Answer: Try running:
minikube delete
to take down the cluster, and then restart minikube to create a new cluster:
minikube start --cpus 4 --memory 8096 --disk-size=40g
If this doesn't work because "Docker machine "minikube" does not exist," delete the .minikube from your home directory. You may have to use sudo permissions:
sudo rm -rf ~/.minikube
Restart minikube to download the latest minikube ISO and restart your cluster:
minikube start --cpus 4 --memory 8096 --disk-size=40g
Since you recreated your cluster, if you previously installed kubeflow on an old cluster, you will need to reconfigure the app to point to your new cluster. See the issue below.
Issue: I needed to recreate my cluster, and trying to run
ks apply default -c kubeflow-core
now returns:
ERROR Attempting to deploy to environment 'default' at '<some address>', but cannot locate a server at that address
Answer: KubeFlow is still pointing to your old cluster address! Run:
kubectl describe svc kubernetes
and note the address:port
under EndPoints:
. Open up the app.yaml file in
your kubeflow_ks_app directory, and edit the environment -> default -> server
value to point to this new address:port
(you will need to add https://
before this address:port
), i.e.
environments:
default:
destination:
namespace: default
server: https://<your-kubernetes-endpoint-address-and-port>
Save your changes, and then rerun:
ks apply default -c kubeflow-core
Issue: KubeFlow failed to install due to a missing dependency!

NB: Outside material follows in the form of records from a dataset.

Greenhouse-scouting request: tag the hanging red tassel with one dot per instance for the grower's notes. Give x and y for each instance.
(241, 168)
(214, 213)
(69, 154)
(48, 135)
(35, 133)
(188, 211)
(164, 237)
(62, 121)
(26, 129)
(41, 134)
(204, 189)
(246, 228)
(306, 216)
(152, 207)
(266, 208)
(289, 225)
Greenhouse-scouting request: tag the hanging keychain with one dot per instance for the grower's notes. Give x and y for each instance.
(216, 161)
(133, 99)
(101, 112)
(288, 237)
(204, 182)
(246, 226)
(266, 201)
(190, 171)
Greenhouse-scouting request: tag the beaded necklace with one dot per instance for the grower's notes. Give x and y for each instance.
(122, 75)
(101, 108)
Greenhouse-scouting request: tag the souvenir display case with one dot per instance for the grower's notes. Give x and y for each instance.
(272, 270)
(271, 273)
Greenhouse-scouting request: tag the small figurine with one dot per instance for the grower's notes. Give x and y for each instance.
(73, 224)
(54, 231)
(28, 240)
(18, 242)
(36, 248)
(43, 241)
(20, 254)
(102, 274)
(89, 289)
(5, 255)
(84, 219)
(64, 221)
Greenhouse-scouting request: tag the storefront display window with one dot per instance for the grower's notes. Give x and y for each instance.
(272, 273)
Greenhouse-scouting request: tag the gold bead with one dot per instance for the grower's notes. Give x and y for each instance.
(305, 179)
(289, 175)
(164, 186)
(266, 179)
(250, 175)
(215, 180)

Answer: Install that dependency, remove the KubeFlow app directory, and run installation/deployment again:
cd ~
rm -rf ~/kubeflow_ks_app/
curl https://raw.githubusercontent.com/kubeflow/kubeflow/v0.2.5/scripts/deploy.sh | bash
Issue: My minikube is really slow to deploy kubeflow pods!
Answer: If you do not have a powerful local computer and notice minikube draining power or taking a long time to deploy pods, for this tutorial you actually do not need anything from the default KubeFlow environment except the tf-hub-0 pod in KubeFlow, which is not tied to any deployment. Run:
for i in $(kubectl get deployment | tail -n +2 | cut -d' ' -f1); do
kubectl delete deployment $i
done
Now run:
kubectl get pods
You should some pods terminating, with only a single pod tf-hub-0 running.

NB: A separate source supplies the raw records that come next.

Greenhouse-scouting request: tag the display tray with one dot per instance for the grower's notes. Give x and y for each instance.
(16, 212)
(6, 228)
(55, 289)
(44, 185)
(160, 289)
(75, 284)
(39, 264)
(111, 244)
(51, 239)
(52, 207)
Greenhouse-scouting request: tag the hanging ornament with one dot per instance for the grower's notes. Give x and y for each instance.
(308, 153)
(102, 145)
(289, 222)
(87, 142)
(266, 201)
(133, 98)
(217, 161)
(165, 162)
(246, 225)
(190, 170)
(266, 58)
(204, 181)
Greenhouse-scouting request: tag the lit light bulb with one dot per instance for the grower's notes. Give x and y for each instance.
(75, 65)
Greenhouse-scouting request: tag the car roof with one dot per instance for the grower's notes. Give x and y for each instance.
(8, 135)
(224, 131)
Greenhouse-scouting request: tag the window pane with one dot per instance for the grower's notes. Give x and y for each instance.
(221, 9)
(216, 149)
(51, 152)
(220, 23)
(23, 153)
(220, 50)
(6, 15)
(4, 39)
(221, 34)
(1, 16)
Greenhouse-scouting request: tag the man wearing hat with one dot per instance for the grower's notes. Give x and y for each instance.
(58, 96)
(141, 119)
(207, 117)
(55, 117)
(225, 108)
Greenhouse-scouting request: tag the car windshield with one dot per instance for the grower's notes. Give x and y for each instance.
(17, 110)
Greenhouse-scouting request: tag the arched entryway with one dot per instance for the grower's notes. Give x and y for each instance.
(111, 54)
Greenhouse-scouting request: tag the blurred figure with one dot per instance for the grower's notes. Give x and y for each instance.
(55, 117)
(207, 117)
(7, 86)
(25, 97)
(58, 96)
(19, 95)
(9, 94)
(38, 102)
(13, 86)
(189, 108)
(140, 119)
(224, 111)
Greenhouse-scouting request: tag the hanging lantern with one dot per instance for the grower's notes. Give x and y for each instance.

Issue: My pod is not running or is crashing!
Answer: If your pod fails to run, you can use
kubectl describe pod ${SERVING_POD}
to check on what went wrong. Sometimes,
it will show that the PV can not be mounted, or the image could not be found
(wrong path or bucket),
or there were insufficient resources. If you are running locally, cpu may
be a likely issue if you allocated too many cpus to your Jupyter notebook.
One way to free up your resources is to shut down some running pods, such as
your notebook pod. To do so, go to your notebook and click logout
. Next,
delete your pod from k8s:
kubectl delete pod jupyter-${JUPYTER_USER}
If you wish to startup your Jupyter environment again, you can go back to
localhost:8000
and spawn a new environment with the same user name/password,
and it will spawn a new pod that can access the same PV.
Another command that is helpful to verify that the model is reachable is:
kubectl logs ${SERVING_POD}